Add MuonW optimizer: Muon with AdamW fallback for non-matrix parameters
This PR adds the MuonW optimizer to OLMo, implementing the Muon optimization algorithm with AdamW fallback for non-matrix parameters.
Key features:
- Implements Muon's Newton-Schulz orthogonalization for matrix parameters (2D+)
- Falls back to AdamW for scalar/vector parameters and embeddings/heads
- Fully compatible with distributed training (FSDP)
- Includes comprehensive metric tracking for monitoring
Implementation details:
- Based on the original Muon paper and reference implementation
- Adds distributed metric collection and reduction
- Handles conv filters through reshaping
- Supports selective weight updates and gradient clipping
Testing:
- Tested on single GPU/CPU with comprehensive test suite.

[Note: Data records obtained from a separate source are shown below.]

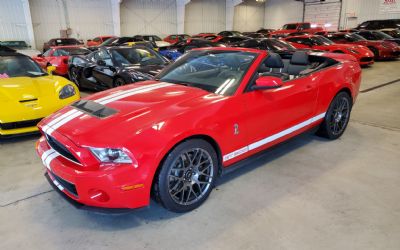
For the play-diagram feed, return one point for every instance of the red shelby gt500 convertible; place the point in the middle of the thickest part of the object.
(173, 136)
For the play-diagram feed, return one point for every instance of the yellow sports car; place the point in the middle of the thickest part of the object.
(28, 94)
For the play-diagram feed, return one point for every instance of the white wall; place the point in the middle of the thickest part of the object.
(141, 17)
(364, 10)
(280, 12)
(249, 16)
(12, 21)
(205, 16)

- Mock tests verify distributed code paths
- Convergence verified on regression tasks
Happy to add config integration if there's interest. Tested locally - all core functionality working.
Hi team, just wanted to gently follow up on this PR for the MuonW optimizer.
I know you're all very busy, so no rush at all. Please let me know if there are any questions, changes, or additional tests I can provide from my end to help move the review process along.
Thanks for your time and for maintaining this great project!
Hi there, thanks for your contribution and interest! We apologize for the delay in response to your PR - we are indeed at a busy time of year. We will take a look at this as soon as we can!